The wfMESHI-Seok Branch

Posted by in WeFold3

WeFold – the wfMESHI-Seok branch
T. Sidi and C. Keasar, Ben-Gurion University of the Negev, Israel, and
Lim Heo, Gyu Rie Lee, Minkyung Baek, and Chaok Seok, Department of Chemistry, Seoul National University, Seoul 151-747, Republic of Korea

chaok@snu.ac.kr

WeFold is an open collaboration initiative for protein structure prediction within CASP. It brings together labs and individuals through the science gateway http://wefold.nersc.gov/ and provides computing and storage resources through the National Energy Research Scientific Computing (NERSC) center. WeFold enables the interaction among groups that work on different components of the protein structure prediction pipeline, thus making it possible to leverage expertise at a scale that has not been done before. The combination of these components creates hybrid protein structure prediction pipelines, each submitting its own models. This collaboration aims to promote a synergistic effect among the participants and ultimately produce better results than those achieved by the individual methods. In its third round, the collaboration resulted in 12 different pipelines. Here we describe the wfMESHI-Seok branch, which combines decoys of CASP servers, scoring by MESHI_Score and refinement and selection by GalaxyRefine.

Methods
In the first stage of this weFold branch, the MESHI group downloaded server decoys from the CASP web site, and scored them. To this end we used practically the same protocol as MESHI_SERVER, applying it to complete decoy sets (the T0XXX.3D.srv.tar.gz tarballs), and uploading the list of scored decoys to the weFold site. The MESHI_SERVER protocol is described in its own abstract. In a nutshell, it first standardizes the decoys by scwrl4 rotamer optimization followed by energy minimization. Then, the protocol extracts 106 structural features from each decoy and feeds them to MESHI_Score, an ensemble of a thousand independent predictors. Each of these predictors is trained to predict decoy qualities using a unique subset of the features.
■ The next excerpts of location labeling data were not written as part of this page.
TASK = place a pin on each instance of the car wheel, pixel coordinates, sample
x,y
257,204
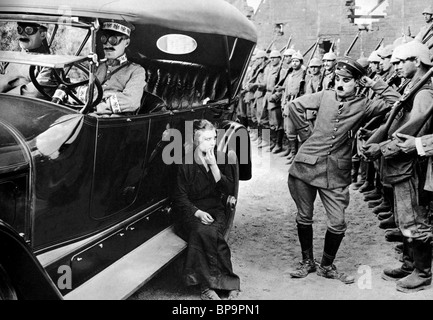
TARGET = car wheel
x,y
7,291
232,199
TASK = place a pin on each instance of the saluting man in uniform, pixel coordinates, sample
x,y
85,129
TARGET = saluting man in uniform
x,y
328,76
313,79
123,82
324,161
15,78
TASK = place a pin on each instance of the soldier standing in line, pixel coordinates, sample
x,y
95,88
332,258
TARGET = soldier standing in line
x,y
294,87
405,172
313,78
286,70
256,86
248,98
323,163
272,102
328,76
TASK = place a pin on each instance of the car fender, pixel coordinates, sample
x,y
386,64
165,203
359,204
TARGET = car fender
x,y
234,136
26,274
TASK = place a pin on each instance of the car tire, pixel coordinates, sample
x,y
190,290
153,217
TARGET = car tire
x,y
7,290
231,212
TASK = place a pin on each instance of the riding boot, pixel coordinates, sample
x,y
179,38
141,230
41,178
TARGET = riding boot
x,y
307,265
253,130
327,268
370,177
259,134
355,170
279,142
363,174
421,276
293,143
272,140
265,135
407,266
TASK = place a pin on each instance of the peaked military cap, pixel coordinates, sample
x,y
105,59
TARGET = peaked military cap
x,y
123,27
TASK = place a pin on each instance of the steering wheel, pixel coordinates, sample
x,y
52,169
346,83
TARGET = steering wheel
x,y
47,90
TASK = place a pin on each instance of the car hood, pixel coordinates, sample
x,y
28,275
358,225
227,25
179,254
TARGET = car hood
x,y
32,126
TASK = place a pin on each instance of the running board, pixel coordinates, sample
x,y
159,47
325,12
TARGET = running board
x,y
124,277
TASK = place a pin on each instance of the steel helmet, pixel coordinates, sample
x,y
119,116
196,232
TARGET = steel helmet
x,y
260,54
386,51
289,52
329,56
275,54
315,62
298,55
413,49
374,57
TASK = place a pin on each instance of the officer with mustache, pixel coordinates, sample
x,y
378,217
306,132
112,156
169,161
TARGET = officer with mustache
x,y
123,81
15,78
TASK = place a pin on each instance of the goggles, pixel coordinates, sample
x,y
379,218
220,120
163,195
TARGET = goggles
x,y
113,40
28,30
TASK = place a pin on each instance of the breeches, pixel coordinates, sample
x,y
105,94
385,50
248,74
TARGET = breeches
x,y
262,112
276,119
335,202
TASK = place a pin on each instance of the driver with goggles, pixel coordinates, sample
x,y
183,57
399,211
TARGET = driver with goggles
x,y
14,78
123,82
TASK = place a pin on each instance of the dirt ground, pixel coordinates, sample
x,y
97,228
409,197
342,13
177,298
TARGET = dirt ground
x,y
265,248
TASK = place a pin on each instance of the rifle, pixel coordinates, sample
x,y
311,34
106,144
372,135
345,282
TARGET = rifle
x,y
427,38
268,49
346,53
382,133
316,44
287,45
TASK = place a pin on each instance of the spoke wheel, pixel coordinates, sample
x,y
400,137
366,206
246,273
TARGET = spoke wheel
x,y
7,291
47,90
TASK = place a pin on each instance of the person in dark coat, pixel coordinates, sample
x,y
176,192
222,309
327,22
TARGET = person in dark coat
x,y
197,199
324,161
14,77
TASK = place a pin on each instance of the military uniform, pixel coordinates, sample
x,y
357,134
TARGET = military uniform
x,y
426,31
15,78
405,172
323,163
122,91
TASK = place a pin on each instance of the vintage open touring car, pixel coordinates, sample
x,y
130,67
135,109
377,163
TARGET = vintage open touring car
x,y
84,200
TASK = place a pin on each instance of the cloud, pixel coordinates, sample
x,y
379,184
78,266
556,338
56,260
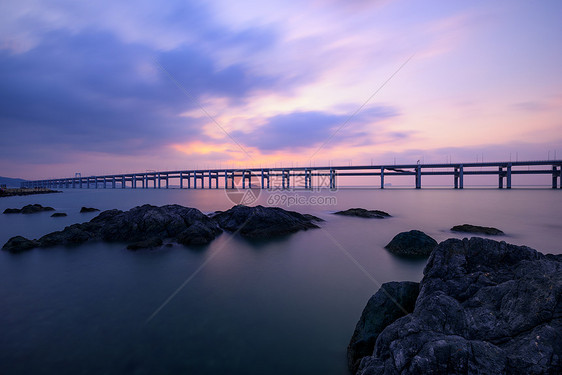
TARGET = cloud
x,y
310,129
91,92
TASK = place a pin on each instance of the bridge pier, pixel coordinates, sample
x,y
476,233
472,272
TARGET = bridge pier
x,y
199,176
214,176
307,179
333,179
500,178
418,177
246,175
286,178
264,176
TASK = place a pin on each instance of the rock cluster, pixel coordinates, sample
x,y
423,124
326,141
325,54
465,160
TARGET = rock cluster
x,y
361,212
28,209
392,301
148,226
414,243
468,228
88,209
484,307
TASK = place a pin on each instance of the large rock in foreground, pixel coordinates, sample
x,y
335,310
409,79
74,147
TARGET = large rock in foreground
x,y
142,227
392,301
412,244
485,307
469,228
264,222
361,212
28,209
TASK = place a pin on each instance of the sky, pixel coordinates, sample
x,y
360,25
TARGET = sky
x,y
116,87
The final score is the weighted median of the thousand individual scores.
The number of server models to further refine was reduced to 48 by taking the models with the highest MESHI scores that are structurally distinct with mutual TMscore lower than 95. The representative 48 models were refined by using GalaxyRefine [1]. This refinement method involves repetitive short molecular dynamics relaxations after perturbing the structure by sidechain repacking. Backbone conformational change is driven by sidechain repacking in this way. The energy function used by GalaxyRefine is a hybrid of molecular mechanics-based energy components and knowledge-based components. In CASP12, a newly developed knowledge-based potential that considers solvation states of interacting atoms as well as their distances replaced the dDFIRE potential in the previous energy function used in CASP11. The refined models were ranked by the new knowledge-based potential, and the top five models were submitted as final predictions.

1. Heo,L., Park,H. & Seok,C. (2013) GalaxyRefine: Protein structure refinement driven by side-chain repacking. Nucleic Acids Res. 41 (W1), W384-W388.